History and Information on Languages and Linguistics Part 1

About information and history of the languages of the world, linguistics info such as oldest, newest, most number of speakers, and a list of Indo-European languages.

Communications

In the Tower of Babel: Human Languages

Language is one of the most distinctive differences between human beings and other animals. The origin of human speech, thought to have developed somewhere between Neanderthal and Cro-Magnon man, still remains a mystery. Anthropologists tell us that Neanderthal man had a pharynx too short to produce the sounds of human speech, but by 40,000 B.C. Homo sapiens had evolved a vocal tract with this amazing capability. Writing may be equally old. A Cro-Magnon bone, which scientists date from 30,000 B.C., has been found bearing intentional markings indicating an effort of some sort to communicate through writing.

There are now more than 3,000 languages in the world. An exact figure, however, is impossible to determine, partly because linguists tend to disagree on exactly what constitutes a language. Generally, when dialects are no longer mutually intelligible, they are considered to be separate languages. A dialect may also be considered a language if it is used in books and newspapers.

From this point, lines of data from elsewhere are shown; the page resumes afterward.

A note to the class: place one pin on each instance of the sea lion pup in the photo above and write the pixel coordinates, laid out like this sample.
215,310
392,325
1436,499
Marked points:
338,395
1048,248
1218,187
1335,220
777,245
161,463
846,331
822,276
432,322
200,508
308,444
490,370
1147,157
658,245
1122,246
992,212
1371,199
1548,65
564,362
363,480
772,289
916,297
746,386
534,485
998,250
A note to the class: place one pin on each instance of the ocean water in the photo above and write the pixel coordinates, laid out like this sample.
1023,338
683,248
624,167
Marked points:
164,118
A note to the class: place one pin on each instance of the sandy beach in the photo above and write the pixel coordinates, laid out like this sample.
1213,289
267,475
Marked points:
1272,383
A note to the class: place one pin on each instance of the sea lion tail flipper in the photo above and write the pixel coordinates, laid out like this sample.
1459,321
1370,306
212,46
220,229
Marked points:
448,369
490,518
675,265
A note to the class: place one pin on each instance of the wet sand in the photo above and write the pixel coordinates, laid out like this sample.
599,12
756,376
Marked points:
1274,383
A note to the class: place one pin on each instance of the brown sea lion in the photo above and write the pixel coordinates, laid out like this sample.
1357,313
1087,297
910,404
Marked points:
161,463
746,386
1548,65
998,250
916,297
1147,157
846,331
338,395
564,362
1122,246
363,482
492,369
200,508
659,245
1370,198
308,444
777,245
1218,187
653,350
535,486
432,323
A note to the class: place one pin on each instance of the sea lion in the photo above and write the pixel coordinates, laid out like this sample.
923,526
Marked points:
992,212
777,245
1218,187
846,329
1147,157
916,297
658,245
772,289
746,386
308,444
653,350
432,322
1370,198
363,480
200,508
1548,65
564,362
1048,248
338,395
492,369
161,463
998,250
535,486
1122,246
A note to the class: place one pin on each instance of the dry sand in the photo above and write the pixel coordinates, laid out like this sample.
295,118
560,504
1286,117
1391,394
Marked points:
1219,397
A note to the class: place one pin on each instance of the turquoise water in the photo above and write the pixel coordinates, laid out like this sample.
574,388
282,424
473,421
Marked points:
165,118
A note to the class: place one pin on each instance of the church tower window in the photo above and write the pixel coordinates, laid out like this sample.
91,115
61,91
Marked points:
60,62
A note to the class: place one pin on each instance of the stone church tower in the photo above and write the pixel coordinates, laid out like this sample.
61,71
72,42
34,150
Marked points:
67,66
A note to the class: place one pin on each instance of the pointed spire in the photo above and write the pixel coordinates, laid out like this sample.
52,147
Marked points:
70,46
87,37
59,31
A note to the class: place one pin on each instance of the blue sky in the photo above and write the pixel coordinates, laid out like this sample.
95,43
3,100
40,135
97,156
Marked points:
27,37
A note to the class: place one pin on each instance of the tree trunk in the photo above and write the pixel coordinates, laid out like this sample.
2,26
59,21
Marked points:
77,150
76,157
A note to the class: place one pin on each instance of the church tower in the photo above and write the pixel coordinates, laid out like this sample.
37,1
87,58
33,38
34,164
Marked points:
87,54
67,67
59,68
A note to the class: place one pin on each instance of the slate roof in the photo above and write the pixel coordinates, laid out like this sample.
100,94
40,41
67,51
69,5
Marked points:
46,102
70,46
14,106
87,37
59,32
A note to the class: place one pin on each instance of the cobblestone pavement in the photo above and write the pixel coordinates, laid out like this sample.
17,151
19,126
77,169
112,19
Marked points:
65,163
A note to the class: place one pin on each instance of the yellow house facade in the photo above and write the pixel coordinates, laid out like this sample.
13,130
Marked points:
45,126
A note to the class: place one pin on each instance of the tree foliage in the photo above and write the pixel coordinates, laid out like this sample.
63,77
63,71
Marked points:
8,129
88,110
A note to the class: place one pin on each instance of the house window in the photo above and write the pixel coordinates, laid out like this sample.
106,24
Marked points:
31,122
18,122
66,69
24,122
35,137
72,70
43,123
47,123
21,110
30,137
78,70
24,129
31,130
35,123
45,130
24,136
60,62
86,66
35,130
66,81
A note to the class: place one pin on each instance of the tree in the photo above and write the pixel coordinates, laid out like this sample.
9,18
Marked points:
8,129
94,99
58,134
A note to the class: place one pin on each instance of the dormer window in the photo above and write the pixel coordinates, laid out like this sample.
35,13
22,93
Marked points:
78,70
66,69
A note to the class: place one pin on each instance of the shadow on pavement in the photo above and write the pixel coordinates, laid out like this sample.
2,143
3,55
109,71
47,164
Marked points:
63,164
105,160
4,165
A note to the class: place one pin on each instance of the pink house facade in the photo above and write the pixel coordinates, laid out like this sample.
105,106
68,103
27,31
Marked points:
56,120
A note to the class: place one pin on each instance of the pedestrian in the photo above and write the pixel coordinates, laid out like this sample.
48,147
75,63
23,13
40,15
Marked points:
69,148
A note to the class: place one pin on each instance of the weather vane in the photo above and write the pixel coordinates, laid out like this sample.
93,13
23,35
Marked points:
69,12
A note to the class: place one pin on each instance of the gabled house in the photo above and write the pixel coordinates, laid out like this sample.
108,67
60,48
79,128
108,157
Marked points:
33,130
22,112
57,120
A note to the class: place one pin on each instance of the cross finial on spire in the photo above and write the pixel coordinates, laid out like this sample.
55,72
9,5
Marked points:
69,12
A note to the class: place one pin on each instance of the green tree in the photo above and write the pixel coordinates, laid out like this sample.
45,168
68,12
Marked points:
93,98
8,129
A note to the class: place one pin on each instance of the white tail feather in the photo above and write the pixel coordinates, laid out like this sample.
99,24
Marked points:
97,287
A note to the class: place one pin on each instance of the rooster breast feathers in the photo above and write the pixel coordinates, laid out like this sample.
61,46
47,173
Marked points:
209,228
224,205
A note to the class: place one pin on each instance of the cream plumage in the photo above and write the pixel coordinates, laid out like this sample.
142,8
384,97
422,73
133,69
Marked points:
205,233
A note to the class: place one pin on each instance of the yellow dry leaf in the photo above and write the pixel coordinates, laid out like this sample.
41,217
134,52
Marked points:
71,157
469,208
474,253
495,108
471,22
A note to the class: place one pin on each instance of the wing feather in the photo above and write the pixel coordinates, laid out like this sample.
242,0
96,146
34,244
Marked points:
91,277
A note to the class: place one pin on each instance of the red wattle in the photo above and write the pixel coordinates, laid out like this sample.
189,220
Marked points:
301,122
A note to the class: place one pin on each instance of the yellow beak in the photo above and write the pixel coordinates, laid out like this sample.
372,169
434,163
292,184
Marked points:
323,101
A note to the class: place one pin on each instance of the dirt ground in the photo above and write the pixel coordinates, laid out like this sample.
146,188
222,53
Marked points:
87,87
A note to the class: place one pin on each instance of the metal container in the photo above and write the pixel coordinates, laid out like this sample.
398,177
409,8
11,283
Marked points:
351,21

More people speak Chinese (800 million) than any other language--more than double the number speaking English (300 million), the world's 2nd most prevalent language. Hindustani, the 3rd, is spoken by 200 million people. This number includes those who speak Hindu in India and Urdu in Pakistan; the latter is derived from Hindustani but uses the Arabic alphabet.

Russian is spoken by 190 million people; Spanish by 160 million; German, Japanese, and Indochinese have 100 million speakers each; French, Arabic, Bengali, and Portuguese 75 million; and Italian approximately 55 million. More than 100 languages are spoken by over a million people each.

Chinese is not only the most widely used, but the oldest living language, dating back more than 4,000 years. Chinese writing is ideographic: that is, each character represents the object that is being described as opposed to the sounds made when the word for it is spoken. Recently the Chinese Government introduced a system to replace the 4,000 basic characters with the letters of the Roman alphabet.

The oldest known written language is Sumerian, which originated in Mesopotamia around 3,500 B.C. It was written in cuneiform script, whose symbols stand for the sounds made by syllables.

The North American Indian languages were unwritten until 1821, when a Cherokee named Sequoyah developed an alphabet of 86 phonetic symbols for his language. (See: Footnote People in U.S. History)

About half the world's population speaks a language originally derived from Indo-European, which was spoken as early as 4,000 B.C. Scholars assume it originated in the central part of the Euro-Asian continent and in a temperate climate, because the languages descending from it all have words for cold, snow, and winter, but none for tropical plants and animals such as rice, tiger, or palm. The Indo-European family includes: the Germanic languages (English, Dutch, German, and the Scandinavian tongues); the Romance languages descended from Latin (Spanish, French, Italian, and Portuguese); the Celtic group (Gaelic, Scottish, Welsh, and Breton); Greek; and the Balto-Slavic languages. There are 19 other language families including Hamito-Semitic (Aramaic, Hebrew, Berber, Coptic), Ainu (Japanese), Mongolian, Manchurian, African, and Amerindian.

Among the newest languages is New Guinea Pidgin English, which has developed into a language in less than 100 years. The term "Pidgin English" comes from a corruption of the words "business English." Found in newspapers and books in New Guinea, this language--which combines English and Portuguese with bits of German, Bengali, French, and Malaysian--has a picturesque relationship to standard English. The phrase for butter is "cow oil." Hair translates as "grass belongs head." And envelope is "pants belong letter." For the future tense the word "bimeby" is used, and the past is indicated by adding the word "finish."